Gala highlighted the operational friction that occurs when generative tools produce dozens of campaign variations faster than compliance teams can inspect them.
“Sometimes the content AI and the decisioning AI do not talk to each other,” Gala explained. “What happens is you will have decisioning that is happening at scale, but you have all these content fragments and content versions. And marrying that in a cohesive ecosystem, in a cohesive system that is closed loop, that is learning, that is a big problem.”
Gala added that certain high-stakes decisions must remain off-limits to autonomous agents. “Pricing decisions, offer decisions, marketing strategy, those are going to be driven by humans,” Gala stated. “Things that are client-facing, customer-facing, will always have human in the loop.”
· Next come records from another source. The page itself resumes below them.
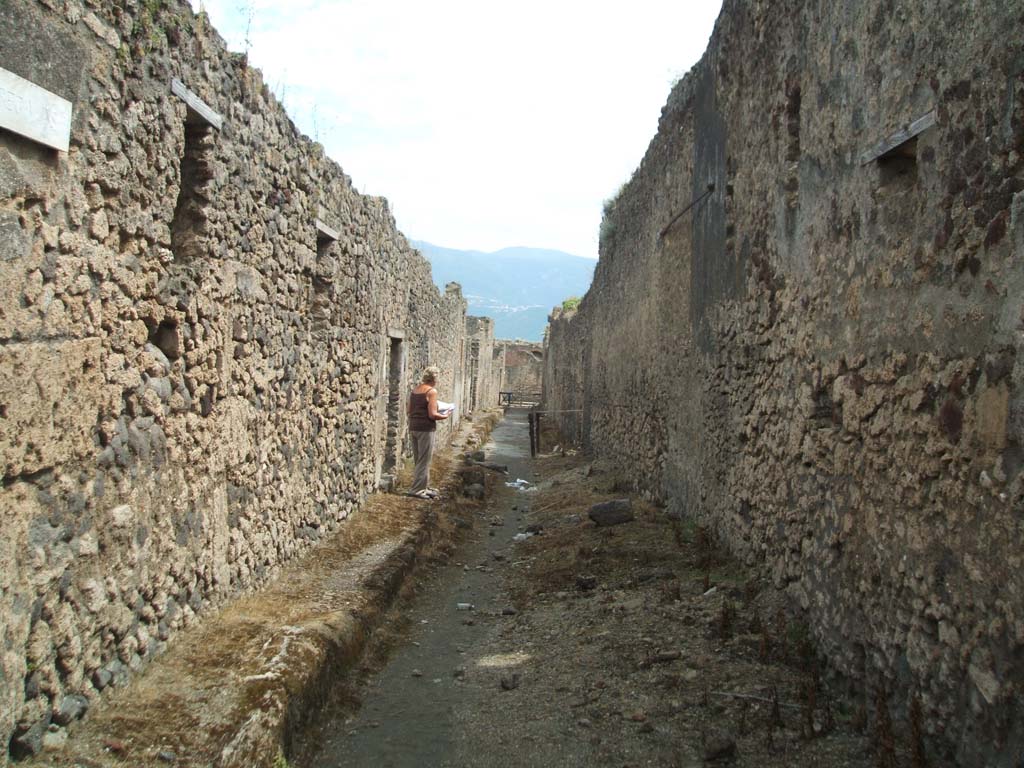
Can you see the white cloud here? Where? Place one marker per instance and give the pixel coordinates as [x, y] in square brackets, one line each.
[486, 125]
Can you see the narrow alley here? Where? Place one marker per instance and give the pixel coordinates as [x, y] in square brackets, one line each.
[547, 640]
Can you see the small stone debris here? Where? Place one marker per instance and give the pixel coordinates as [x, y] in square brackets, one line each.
[586, 583]
[614, 512]
[663, 657]
[54, 740]
[115, 745]
[72, 709]
[719, 745]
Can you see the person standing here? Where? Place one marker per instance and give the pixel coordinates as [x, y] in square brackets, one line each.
[423, 418]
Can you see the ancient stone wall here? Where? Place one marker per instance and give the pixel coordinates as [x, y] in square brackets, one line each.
[480, 364]
[206, 337]
[523, 367]
[806, 330]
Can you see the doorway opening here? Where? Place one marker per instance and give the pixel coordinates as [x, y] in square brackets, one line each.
[392, 441]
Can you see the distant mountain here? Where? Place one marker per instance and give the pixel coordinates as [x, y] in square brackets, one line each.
[515, 286]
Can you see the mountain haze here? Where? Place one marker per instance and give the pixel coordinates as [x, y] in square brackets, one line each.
[515, 286]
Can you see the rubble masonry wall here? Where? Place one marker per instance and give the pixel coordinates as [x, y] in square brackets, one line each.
[197, 383]
[822, 358]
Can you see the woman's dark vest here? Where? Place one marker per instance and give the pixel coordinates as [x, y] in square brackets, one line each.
[419, 417]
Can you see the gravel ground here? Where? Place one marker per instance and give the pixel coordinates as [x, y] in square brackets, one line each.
[628, 645]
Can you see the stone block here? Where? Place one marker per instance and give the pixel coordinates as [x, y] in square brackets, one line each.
[992, 411]
[611, 513]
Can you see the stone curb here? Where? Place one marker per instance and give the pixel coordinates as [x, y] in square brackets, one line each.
[246, 712]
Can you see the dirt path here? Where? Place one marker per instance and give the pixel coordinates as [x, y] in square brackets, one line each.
[593, 646]
[412, 711]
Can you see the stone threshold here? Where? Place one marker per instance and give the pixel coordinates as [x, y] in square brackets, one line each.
[230, 691]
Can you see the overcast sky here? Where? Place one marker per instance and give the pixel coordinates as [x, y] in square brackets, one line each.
[484, 124]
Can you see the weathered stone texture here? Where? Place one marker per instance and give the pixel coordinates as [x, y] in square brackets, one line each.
[482, 373]
[523, 367]
[195, 386]
[822, 358]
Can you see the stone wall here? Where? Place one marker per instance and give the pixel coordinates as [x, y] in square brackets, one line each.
[822, 358]
[199, 380]
[480, 365]
[523, 367]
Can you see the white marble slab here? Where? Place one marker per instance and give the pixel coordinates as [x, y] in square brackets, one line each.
[33, 112]
[196, 103]
[324, 230]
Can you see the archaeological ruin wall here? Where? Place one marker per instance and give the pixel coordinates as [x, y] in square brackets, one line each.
[523, 367]
[206, 337]
[806, 331]
[480, 365]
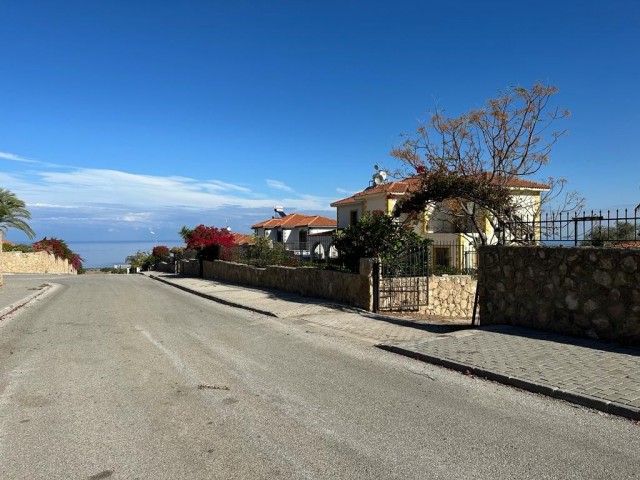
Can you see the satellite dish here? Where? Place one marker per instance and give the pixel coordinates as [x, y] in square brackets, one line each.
[380, 177]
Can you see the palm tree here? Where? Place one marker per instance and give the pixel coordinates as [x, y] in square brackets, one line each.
[13, 213]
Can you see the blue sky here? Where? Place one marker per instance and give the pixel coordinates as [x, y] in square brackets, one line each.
[124, 120]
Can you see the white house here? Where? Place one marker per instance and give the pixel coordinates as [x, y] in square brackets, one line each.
[305, 235]
[454, 244]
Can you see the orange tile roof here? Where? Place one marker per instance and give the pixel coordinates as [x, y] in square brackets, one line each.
[243, 239]
[402, 187]
[297, 220]
[399, 187]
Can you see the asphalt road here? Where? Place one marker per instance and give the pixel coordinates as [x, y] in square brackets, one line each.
[124, 377]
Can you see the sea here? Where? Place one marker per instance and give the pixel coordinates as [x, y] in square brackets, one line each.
[98, 254]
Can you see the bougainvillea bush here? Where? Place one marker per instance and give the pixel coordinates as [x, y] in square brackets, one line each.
[208, 240]
[60, 249]
[160, 251]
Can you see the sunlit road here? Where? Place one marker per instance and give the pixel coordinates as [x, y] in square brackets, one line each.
[124, 377]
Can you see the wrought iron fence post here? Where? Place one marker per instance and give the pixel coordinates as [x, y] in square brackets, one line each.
[376, 286]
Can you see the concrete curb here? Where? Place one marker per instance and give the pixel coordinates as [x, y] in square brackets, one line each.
[24, 301]
[213, 298]
[607, 406]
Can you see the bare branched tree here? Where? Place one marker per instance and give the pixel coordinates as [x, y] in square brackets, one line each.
[472, 167]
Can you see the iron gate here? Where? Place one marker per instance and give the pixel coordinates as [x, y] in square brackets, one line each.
[402, 283]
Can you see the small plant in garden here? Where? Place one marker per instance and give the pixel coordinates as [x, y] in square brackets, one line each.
[19, 247]
[374, 235]
[264, 252]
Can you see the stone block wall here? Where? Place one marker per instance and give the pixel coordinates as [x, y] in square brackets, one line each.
[34, 262]
[451, 296]
[350, 288]
[190, 267]
[583, 291]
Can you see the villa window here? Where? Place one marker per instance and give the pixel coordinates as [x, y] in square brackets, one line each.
[353, 217]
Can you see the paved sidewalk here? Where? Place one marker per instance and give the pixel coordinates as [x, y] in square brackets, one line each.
[598, 375]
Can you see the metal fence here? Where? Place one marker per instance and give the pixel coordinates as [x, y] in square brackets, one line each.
[594, 228]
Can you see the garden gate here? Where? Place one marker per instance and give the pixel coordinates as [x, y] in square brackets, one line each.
[402, 283]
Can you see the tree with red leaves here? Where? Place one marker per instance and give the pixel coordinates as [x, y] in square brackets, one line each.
[203, 236]
[208, 240]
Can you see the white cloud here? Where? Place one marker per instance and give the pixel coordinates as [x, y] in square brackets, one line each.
[84, 199]
[277, 184]
[15, 158]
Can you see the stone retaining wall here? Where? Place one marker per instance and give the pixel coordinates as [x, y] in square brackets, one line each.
[451, 296]
[584, 291]
[350, 288]
[34, 262]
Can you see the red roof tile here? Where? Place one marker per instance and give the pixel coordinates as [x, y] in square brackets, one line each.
[297, 220]
[243, 239]
[402, 187]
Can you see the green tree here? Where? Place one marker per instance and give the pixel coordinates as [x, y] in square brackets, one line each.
[13, 214]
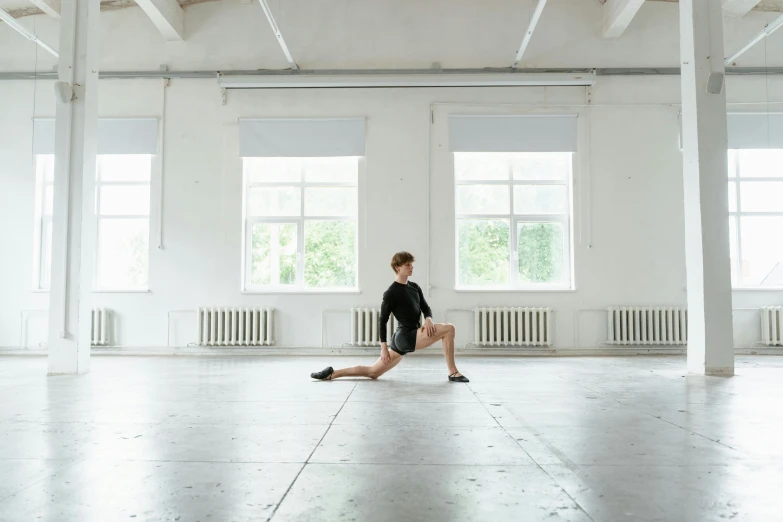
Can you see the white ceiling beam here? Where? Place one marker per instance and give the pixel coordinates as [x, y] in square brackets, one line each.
[618, 15]
[768, 30]
[50, 7]
[738, 8]
[16, 26]
[167, 16]
[271, 18]
[530, 28]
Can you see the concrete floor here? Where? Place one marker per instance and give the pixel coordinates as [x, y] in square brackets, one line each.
[252, 438]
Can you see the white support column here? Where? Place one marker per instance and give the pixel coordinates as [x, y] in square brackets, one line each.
[73, 220]
[705, 166]
[50, 7]
[738, 8]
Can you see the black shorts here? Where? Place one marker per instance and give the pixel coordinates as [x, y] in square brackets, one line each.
[404, 340]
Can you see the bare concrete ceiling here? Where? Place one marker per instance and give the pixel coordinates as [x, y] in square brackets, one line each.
[771, 6]
[19, 10]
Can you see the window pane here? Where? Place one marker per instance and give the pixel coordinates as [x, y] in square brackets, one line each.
[732, 196]
[541, 165]
[330, 170]
[124, 167]
[761, 196]
[274, 254]
[123, 253]
[540, 199]
[45, 275]
[48, 199]
[540, 252]
[762, 163]
[482, 199]
[272, 170]
[732, 163]
[330, 254]
[483, 251]
[274, 201]
[481, 166]
[733, 254]
[330, 201]
[125, 200]
[762, 251]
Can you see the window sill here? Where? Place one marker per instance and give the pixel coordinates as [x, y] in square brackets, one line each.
[526, 290]
[114, 291]
[352, 291]
[122, 291]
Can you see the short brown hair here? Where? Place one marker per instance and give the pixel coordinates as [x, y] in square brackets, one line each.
[401, 258]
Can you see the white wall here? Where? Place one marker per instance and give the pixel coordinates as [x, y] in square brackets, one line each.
[628, 204]
[628, 241]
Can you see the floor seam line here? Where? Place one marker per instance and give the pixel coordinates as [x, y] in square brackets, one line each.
[534, 460]
[290, 486]
[42, 479]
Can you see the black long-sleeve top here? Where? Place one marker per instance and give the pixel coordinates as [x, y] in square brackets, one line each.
[407, 303]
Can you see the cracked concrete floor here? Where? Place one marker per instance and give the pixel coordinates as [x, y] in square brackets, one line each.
[253, 438]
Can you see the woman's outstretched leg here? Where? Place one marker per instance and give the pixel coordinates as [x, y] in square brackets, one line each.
[372, 372]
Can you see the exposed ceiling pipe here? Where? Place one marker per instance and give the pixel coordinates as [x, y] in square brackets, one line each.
[184, 75]
[768, 30]
[16, 26]
[536, 16]
[278, 34]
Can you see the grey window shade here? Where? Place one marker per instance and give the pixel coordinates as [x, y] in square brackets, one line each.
[301, 137]
[115, 136]
[755, 130]
[505, 133]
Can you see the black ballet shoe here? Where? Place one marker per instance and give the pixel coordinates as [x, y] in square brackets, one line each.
[323, 375]
[458, 378]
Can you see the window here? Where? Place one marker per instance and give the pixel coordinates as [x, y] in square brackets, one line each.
[122, 203]
[756, 217]
[300, 230]
[513, 220]
[123, 211]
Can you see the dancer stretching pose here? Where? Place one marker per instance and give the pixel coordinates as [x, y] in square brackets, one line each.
[405, 300]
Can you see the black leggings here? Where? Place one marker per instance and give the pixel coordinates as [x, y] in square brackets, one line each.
[404, 340]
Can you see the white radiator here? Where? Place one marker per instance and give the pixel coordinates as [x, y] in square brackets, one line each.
[364, 327]
[235, 326]
[647, 325]
[101, 327]
[772, 325]
[513, 327]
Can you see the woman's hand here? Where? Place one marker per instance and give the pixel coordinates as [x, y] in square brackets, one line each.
[429, 327]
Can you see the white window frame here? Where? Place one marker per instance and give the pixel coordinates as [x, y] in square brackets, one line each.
[737, 215]
[247, 240]
[514, 220]
[98, 218]
[43, 222]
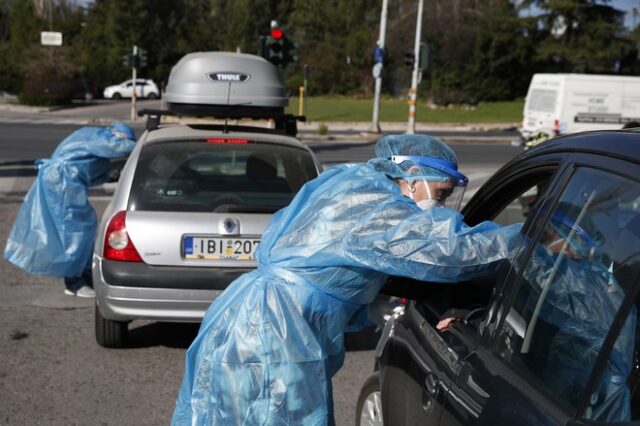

Landivar advised institutions to re-engineer their compliance workflows by separating fixed regulatory elements from flexible marketing copy before running automated generation.
“The competitive advantage is really not going to be won on the front end, it is going to be won on the back end,” Landivar argued. “As you start investing in AI capabilities on the front end that help you make better promises, my advice is that you also invest in the underlying infrastructure that helps you keep that.”